ふじみ野そらまめ 利用者家族と「介護いろいろ・懇談会」 地域のつながり評価され、家族介護支援業務受託 

所長 島袋俊子

 労協ワーカーズコープ・センター事業団ふじみ野そらまめ地域福祉事業所(埼玉県ふじみ野市、デイサービス)は、利用者家族と地域の人たちに呼びかけて、2月22日に「介護いろいろ・懇談会」を開き、26人が参加しました。(所長 島袋俊子)

"しっかり歩けることが生きる力に〟

 この懇談会は、ふじみ野市の「家族介護支援(家族介護教室)業務」を受託して開いたもの。そらまめでは、半年に1回開く運営推進会議に利用者の家族も2人を呼んでいますが、家族を中心にした懇談会は初めて。

 家族介護支援業務は地域包括支援センターで行われていましたが、身近な通いやすい場所で開き、地域のつながりを強めたいという市の意向で、「地域とのつながりを大切に活動しているそらまめさんだったら人も集められるでしょう」と声がかかりました。

 家族介護者4人、家族介護に関心のある人5人、近隣の援助者は8人も参加。社協地区支部が開くサロンで案内したところ、何人もの方がチラシに添えた申込書を届けにきてくれました。

 1部は、介護重度化予防研究会「希求(のぞみ)」の菅原一城代表が「普段の立ち上がり方で、介護予防・介護重度化予防」と題して、こんな話をしました。

 「私は特別養護老人ホームに勤めているが、ちゃんと動いていたら、歩けなくなったり、動けなくなったりする人はこんなに多くないのではと思う。人は、椅子に座った状態から立ち上がるとき、必ず頭の位置を前にしかがむようにして、足を引いて立つ。真っすぐ座ったままでは絶対に立ち上がれない。トイレでもどこでも手すりが付くようになると、そこを引っ張って立とうとする方もいる」

 みんな「そうだ」「そうだ」と。

 菅原さんは「しっかり歩けることは生きる力そのものにつながると思う。体のバランスをとり、足を使って自然に立ち上がる動作の大切さを知ってほしい」と呼びかけました。

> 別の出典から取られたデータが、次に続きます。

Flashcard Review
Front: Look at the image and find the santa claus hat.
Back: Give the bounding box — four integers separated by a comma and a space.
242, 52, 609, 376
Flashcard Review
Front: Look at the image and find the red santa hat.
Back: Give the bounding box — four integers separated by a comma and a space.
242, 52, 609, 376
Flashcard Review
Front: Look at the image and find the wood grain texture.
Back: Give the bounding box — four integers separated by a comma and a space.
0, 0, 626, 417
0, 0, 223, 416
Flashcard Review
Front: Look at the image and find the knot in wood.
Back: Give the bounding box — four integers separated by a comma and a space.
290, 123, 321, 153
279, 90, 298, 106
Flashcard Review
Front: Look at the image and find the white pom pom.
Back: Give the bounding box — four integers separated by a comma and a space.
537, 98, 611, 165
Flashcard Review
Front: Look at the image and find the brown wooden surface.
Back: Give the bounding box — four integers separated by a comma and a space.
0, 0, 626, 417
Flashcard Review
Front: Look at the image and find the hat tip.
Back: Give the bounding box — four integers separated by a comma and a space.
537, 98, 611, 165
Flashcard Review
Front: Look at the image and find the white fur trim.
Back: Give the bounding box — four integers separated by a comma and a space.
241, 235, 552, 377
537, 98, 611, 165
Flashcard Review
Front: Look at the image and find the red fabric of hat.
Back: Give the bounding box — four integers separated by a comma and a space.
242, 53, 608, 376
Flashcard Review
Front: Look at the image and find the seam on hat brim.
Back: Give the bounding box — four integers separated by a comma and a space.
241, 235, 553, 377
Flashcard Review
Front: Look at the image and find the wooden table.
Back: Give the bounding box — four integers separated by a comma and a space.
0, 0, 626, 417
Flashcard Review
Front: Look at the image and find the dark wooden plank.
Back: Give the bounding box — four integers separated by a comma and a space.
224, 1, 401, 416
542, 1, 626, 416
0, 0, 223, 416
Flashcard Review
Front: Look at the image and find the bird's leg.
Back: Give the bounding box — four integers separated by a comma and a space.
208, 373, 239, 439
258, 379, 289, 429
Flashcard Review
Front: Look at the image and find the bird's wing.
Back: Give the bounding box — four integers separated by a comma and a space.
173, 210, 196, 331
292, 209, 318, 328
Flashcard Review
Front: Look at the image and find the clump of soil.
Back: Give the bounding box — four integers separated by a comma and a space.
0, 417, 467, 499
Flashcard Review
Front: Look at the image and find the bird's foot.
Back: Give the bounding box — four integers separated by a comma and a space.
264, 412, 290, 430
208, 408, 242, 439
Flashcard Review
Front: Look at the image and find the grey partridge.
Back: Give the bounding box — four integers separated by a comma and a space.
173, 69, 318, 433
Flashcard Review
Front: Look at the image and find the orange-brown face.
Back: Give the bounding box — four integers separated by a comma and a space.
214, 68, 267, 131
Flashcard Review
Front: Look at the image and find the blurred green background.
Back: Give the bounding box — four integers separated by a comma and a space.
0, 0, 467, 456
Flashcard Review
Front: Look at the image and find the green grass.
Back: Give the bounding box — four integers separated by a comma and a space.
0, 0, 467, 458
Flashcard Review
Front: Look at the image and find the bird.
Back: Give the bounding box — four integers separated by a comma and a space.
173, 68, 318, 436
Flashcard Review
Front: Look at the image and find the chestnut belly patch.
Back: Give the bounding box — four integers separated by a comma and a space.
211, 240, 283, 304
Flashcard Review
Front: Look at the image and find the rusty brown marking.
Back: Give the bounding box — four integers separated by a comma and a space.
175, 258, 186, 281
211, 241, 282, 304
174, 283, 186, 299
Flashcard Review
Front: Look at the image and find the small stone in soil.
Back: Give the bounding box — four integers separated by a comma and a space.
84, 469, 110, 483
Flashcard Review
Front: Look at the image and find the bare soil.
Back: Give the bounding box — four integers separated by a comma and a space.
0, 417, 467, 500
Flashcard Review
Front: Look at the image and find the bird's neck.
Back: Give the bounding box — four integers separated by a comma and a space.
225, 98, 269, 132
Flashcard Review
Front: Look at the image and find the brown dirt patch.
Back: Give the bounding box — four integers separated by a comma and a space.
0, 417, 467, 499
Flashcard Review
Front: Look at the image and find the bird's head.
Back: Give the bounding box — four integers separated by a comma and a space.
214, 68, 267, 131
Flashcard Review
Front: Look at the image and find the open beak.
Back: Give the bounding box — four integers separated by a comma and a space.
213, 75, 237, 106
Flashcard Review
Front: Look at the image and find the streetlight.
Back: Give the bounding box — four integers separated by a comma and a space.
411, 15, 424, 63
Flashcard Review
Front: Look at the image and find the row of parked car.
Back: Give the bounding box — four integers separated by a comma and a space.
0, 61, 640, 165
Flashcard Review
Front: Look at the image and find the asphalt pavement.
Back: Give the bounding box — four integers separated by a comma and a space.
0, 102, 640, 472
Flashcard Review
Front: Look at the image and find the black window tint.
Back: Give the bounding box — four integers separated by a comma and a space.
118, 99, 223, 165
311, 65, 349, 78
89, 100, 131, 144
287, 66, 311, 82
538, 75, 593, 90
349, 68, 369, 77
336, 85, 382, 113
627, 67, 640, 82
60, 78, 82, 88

「足を使って自然に立ち上がる動作がどれほど大切か知ってほしい」と菅原さん

足でなく、手の力で立ち上がろうとしていませんか?

 2部は、「地域の知恵袋」として、元ケアマネジャーによる話や、そらまめスタッフからの情報提供・報告を行いました。

 元ケアマネの方は、懇談会後も利用者の家族と個別相談。この施設のこの方に、というところまでつないでくれました。その方は「家族が崩壊しそうな感じだったけど、空から糸が降りてきたような気持ちです」と本当に喜び、すごく感謝されました。

 「もっと詳しく聞きたい」「立ち上がり方、手すりのつかまり方、歩き方などについて、あまり意識することはなかった。教わったことを参考に、体力向上を目指していきたい」「そらまめさんが"老いの駆け込み寺〟のように思えて安心した」などの感想が。

 家族と一緒に百一歳の男性も参加。「職員の皆さんの結束力、家庭的な雰囲気を感じた」と言ってくれました。

 そらまめは、東日本大震災をきっかけに結成した「グループにんじん」という社会連帯グループが主婦6人で立ち上げた事業所。地域で活動を続けてきた「にんじん」の役割を強く感じた1日ともなりました。